4. Support for logical/physical hierarchies good layout often requires a physical hierarchy different from the logic hierarchy. So the tools and data model must support separate hierarchies, but maintain traceability.
The graphical reporting should clearly link the logical and physical hierarchies, so problems can be quickly resolved in either domain.
5. Ease of use the RTL design tools and approach should be simple and easy to learn, with no-hassle integration.
6. Incremental compatibility the improved RTL tools must interface with and be compatible with legacy systems. These include existing front-end and back-end design capture and verification (for example, formal, semi-formal and simulation) tools. In addition, a user should be able to insert the new RTL hand-off tools into their current flow, and start using or trying the new tools without a wholesale multi-tool change-over to a new design flow.

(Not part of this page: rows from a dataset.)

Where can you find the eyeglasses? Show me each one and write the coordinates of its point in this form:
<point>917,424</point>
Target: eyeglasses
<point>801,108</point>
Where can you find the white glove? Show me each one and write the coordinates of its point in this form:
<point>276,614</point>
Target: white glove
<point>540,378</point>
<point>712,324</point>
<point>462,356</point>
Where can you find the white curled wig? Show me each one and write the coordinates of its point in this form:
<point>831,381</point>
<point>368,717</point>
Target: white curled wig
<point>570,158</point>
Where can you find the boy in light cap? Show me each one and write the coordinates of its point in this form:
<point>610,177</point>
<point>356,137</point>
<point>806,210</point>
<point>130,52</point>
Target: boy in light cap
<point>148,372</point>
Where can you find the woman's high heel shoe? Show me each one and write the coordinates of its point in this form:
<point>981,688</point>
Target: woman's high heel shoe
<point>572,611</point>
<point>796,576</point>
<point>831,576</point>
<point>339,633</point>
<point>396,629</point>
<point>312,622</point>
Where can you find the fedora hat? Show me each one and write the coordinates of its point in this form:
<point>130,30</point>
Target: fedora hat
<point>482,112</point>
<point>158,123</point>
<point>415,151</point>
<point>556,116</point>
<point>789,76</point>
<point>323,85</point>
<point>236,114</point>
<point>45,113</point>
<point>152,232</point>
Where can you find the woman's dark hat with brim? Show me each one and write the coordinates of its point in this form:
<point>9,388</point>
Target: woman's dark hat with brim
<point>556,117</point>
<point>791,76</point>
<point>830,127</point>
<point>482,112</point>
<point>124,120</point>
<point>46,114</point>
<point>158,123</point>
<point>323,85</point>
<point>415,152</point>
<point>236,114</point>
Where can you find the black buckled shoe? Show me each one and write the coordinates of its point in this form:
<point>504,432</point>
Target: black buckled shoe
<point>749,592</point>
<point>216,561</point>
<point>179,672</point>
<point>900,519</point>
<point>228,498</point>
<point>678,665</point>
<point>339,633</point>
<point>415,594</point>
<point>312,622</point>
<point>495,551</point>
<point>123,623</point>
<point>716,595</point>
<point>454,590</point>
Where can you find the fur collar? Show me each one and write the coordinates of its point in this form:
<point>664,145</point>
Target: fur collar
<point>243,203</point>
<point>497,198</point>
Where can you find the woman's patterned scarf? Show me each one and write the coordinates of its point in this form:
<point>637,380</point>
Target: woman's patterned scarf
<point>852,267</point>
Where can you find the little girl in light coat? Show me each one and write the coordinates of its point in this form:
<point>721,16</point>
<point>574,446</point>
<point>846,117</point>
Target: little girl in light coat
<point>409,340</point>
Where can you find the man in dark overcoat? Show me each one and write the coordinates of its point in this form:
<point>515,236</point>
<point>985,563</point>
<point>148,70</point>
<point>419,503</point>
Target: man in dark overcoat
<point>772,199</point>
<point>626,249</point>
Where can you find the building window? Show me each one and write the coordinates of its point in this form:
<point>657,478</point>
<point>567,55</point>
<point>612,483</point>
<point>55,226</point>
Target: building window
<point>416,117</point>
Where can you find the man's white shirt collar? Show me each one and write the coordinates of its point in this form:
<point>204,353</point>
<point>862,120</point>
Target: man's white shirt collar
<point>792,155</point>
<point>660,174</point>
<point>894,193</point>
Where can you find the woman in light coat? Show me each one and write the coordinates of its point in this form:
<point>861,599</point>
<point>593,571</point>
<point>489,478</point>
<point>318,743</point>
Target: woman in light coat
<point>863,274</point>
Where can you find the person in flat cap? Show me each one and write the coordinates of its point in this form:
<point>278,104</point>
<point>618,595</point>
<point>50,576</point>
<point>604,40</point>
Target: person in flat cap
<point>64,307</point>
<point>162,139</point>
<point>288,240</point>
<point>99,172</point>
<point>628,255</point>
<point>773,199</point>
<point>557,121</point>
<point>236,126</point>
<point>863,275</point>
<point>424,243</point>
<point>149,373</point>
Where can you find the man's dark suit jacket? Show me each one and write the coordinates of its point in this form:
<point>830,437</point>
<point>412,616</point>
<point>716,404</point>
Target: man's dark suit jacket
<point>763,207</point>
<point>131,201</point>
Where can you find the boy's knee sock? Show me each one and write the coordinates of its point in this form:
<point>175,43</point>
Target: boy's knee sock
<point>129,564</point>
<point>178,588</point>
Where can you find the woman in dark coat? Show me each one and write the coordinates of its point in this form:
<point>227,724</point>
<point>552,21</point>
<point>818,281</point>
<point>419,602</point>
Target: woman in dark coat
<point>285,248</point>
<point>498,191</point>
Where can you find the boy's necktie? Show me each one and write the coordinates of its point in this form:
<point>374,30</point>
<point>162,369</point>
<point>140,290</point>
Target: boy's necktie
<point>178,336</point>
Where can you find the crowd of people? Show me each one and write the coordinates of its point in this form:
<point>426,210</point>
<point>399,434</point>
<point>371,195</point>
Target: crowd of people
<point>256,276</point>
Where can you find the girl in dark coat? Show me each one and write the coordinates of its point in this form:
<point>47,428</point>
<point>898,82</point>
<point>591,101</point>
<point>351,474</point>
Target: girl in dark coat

7. Back-end independence the front-end design flow for RTL hand-off should interface and be operable with a variety of back-end flows.
8. No forced compromises such as trading off development time (cost), area (cost) or predictability to achieve performance, and/or time to market (TTM). Such compromises are common with current design methodologies. An RTL hand-off design flow must provide early performance, area and timing information to RTL designers when the impact to the design is the greatest and the cost to modify is the lowest during RTL development.
9. Cost control the ability to handle front-end designs of 5-10M gates or greater without adding expensive server farms, high-priced workstations or expensive tool licenses.
10. Clean hand-off a crisp, clean hand-off from front-end designers to back-end designers. This provides better risk control, less confusion and less "shared" responsibility. It eliminates time-consuming initial back-end / front-end iterations during the hand-off.
Conclusion
Design methodology that includes these attributes enables a true single-pass RTL hand-off from front-end design to back-end implementation, with no front-end/back-end iteration. It vastly lowers the risks in achieving function, performance, and area goals, and reduces chip cost, development cost and market opportunity cost.
Mike Purnell is vice president of engineering at Tera Systems. RTL hand-off will be discussed further at the RTL Hand-off symposium at the Design Automation Conference, "The Real World Advantages of an RTL Handoff Methodology: Unleashing the New Wave In Silicon."